Benjamin pointed to groups like United for Peace and Justice, a Communist Party-connected group, as examples: “They’re down to a couple of volunteers,” she said.
Code Pink itself, despite being one of the most visible protest groups in the U.S. today, has felt the pinch.
“Even Code Pink, which had 300 local groups, just has a tiny portion still functioning,” Benjamin said. “So when something like this happens, we don’t have the infrastructure to rally people.”
Some activists argue that it’s mostly an issue of money and membership, and not an indication that the left supports Syria intervention.

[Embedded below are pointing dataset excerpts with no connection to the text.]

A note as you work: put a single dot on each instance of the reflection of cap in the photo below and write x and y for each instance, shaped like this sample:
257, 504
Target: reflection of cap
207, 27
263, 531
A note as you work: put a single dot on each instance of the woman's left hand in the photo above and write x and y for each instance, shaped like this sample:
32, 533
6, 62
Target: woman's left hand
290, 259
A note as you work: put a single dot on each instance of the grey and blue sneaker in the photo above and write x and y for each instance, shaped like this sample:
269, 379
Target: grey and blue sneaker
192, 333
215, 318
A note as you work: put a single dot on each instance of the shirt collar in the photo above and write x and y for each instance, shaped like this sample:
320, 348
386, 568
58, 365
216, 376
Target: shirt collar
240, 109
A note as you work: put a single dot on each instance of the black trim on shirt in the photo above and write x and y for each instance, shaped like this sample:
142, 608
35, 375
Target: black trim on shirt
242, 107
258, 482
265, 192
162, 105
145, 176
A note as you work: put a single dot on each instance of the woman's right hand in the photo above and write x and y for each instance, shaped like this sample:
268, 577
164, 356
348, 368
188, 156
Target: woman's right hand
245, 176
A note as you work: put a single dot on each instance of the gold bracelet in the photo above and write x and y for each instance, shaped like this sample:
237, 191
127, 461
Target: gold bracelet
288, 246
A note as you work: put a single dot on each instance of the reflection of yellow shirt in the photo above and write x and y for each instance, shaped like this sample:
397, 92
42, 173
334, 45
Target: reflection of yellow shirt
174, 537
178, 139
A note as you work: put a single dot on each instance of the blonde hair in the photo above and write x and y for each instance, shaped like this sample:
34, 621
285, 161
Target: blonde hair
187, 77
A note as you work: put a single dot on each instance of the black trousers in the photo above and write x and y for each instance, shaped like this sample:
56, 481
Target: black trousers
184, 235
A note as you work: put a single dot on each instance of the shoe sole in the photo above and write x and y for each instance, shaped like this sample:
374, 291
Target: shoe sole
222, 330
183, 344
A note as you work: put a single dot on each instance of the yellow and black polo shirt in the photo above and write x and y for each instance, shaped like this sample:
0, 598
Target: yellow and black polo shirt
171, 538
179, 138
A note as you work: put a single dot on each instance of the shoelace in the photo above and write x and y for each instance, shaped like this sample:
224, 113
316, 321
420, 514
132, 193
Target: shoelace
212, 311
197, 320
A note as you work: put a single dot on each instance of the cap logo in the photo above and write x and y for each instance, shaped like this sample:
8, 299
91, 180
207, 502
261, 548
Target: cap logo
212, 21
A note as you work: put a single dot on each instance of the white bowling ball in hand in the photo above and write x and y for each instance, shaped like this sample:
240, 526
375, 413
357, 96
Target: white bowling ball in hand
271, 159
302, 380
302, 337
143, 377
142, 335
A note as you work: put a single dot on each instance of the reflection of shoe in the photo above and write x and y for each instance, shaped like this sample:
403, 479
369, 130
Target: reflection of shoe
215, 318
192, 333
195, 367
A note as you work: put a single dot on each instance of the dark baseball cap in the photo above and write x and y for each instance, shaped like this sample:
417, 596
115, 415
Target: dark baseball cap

“Among the long-standing peace and disarmament groups that we work with, everybody is angry and pissed about what seems to be an imminent attack,” said Kevin Martin, the executive director of Peace Action. “Public opinion is not supporting it either. But you’re not going to see hundreds of thousands of people in the street.”
“I don’t think me or Medea or anyone else should be defensive about that,” Martin said. “We don’t push a button and get hundreds of thousands of people in the streets.”
Martin blamed the anemic response among peace groups to Syria on the economy, noting that all nonprofits are struggling — not just protest groups.
Plus, Martin said, the energy on the left has been focused on drones and civil liberties, which “doesn’t rise to the level of an obviously unjust war where hundreds of thousands of people are being killed because of a belligerent president.”